Bakan Bozdağ, şunları kaydetti:

“Şimdi milliyetçi, muhafazakar yerlere gidiyor, yanında milliyetçi muhafazakar birini, toplumsal demokrat olan yerlere gidiyor toplumsal demokrat olan birini, HDP’ye oy veren seçmenlerin ağır olduğu diyarlara gidiyor onlara sempatik gelen birini götürüyor. Bu ne demektir? ‘Benim dediğime siz inanmazsınız lakin benim şahitlerim var, milliyetçilik isteyenler Mansur yanımda ben milliyetçiyim. Toplumsal demokrasi isteyenler bakın benim yanımda Ekrem İmamoğlu var, ben toplumsal demokratım. HDP’ye oy verenler bakın ben de sizin üzere gidiyorum.’ Bir adam üç, beş türlü olur mu? Mansur’la milliyetçilik nidaları atan mı gerçek Kılıçdaroğlu, yoksa Van’da coşup HDP’nin amaçlarına koşan mı gerçek Kılıçdaroğlu. Yoksa toplumsal demokrasi deyip İmamoğlu ile diğer alana yelken açan mı gerçek Kılıçdaroğlu? Bunlar samimiyetsiz, tek sıkıntıları seçmeni aldatmak.
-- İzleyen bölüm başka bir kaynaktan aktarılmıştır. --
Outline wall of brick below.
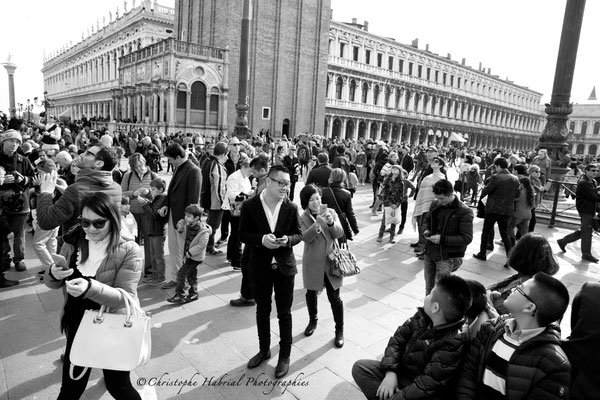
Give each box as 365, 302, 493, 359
176, 0, 331, 135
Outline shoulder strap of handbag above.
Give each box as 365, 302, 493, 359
328, 187, 347, 244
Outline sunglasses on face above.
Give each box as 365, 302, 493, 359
81, 218, 108, 229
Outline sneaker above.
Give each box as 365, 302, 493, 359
148, 277, 165, 287
15, 261, 27, 272
160, 281, 177, 289
167, 294, 187, 305
229, 297, 256, 307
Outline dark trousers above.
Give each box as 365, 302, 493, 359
131, 213, 152, 271
306, 274, 344, 332
240, 245, 254, 300
206, 210, 223, 252
251, 264, 294, 358
149, 236, 165, 279
227, 215, 242, 267
219, 210, 231, 240
2, 214, 28, 269
561, 214, 594, 256
175, 258, 202, 296
352, 360, 410, 400
479, 213, 512, 255
58, 322, 141, 400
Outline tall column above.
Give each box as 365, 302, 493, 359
2, 60, 17, 118
233, 0, 252, 137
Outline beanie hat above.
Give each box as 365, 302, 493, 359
2, 129, 23, 144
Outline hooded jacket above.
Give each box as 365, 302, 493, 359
37, 168, 122, 244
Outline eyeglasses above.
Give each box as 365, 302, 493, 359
269, 177, 292, 188
513, 285, 537, 306
81, 218, 108, 229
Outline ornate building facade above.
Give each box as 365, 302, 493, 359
324, 19, 545, 150
42, 0, 229, 135
175, 0, 331, 137
567, 103, 600, 156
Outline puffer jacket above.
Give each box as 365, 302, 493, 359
381, 307, 469, 400
37, 168, 122, 244
121, 167, 158, 214
381, 174, 404, 207
575, 175, 600, 215
456, 315, 571, 400
44, 239, 142, 310
423, 196, 473, 260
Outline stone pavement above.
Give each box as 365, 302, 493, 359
0, 185, 600, 400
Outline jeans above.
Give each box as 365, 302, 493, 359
144, 236, 165, 279
423, 254, 462, 296
479, 213, 512, 255
561, 214, 594, 256
58, 322, 142, 400
175, 258, 202, 296
352, 360, 400, 400
250, 264, 295, 358
508, 217, 529, 246
2, 214, 27, 265
227, 215, 242, 267
165, 217, 185, 282
206, 210, 223, 253
33, 220, 58, 268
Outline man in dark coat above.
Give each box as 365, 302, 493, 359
306, 153, 331, 188
473, 157, 520, 261
557, 164, 600, 263
240, 165, 302, 379
159, 144, 202, 289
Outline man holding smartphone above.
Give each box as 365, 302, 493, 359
239, 165, 302, 379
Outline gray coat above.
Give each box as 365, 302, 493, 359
300, 209, 344, 292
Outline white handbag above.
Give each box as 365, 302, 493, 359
69, 288, 152, 380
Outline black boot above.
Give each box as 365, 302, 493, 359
304, 290, 318, 336
331, 300, 344, 349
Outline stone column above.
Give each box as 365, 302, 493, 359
2, 61, 17, 118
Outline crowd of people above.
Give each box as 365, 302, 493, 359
0, 113, 600, 400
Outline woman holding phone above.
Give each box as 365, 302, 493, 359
44, 192, 141, 400
300, 185, 344, 348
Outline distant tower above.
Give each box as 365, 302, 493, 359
175, 0, 331, 137
588, 86, 597, 100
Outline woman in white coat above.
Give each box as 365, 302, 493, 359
300, 185, 344, 348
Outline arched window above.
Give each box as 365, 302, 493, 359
190, 81, 206, 110
373, 85, 381, 105
335, 76, 344, 100
350, 79, 356, 101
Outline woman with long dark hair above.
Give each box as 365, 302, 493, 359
44, 192, 141, 400
300, 185, 344, 348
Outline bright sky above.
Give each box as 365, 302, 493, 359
0, 0, 600, 112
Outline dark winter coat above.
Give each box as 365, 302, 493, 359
381, 308, 469, 399
456, 316, 571, 400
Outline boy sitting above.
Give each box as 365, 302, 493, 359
456, 272, 571, 400
167, 204, 212, 305
352, 275, 471, 400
Bir de operasyon partileri var. AK Parti’den oy tırtıklamak için kurulmuş ya da kurdurulmuş partiler. Bazıları ‘Selam verirsek Anadolu ayağa kalkar’ dedi lakin artık millet selamını almıyor. Bunları da âlâ görmemiz lazım. Koltuklar, makamlar, unvanlar, sıfatlar elden gidince farklı yola savrulanlara bu ülkenin emanet edilmesi bu ülkeye yapılacak en büyük kötülüktür.”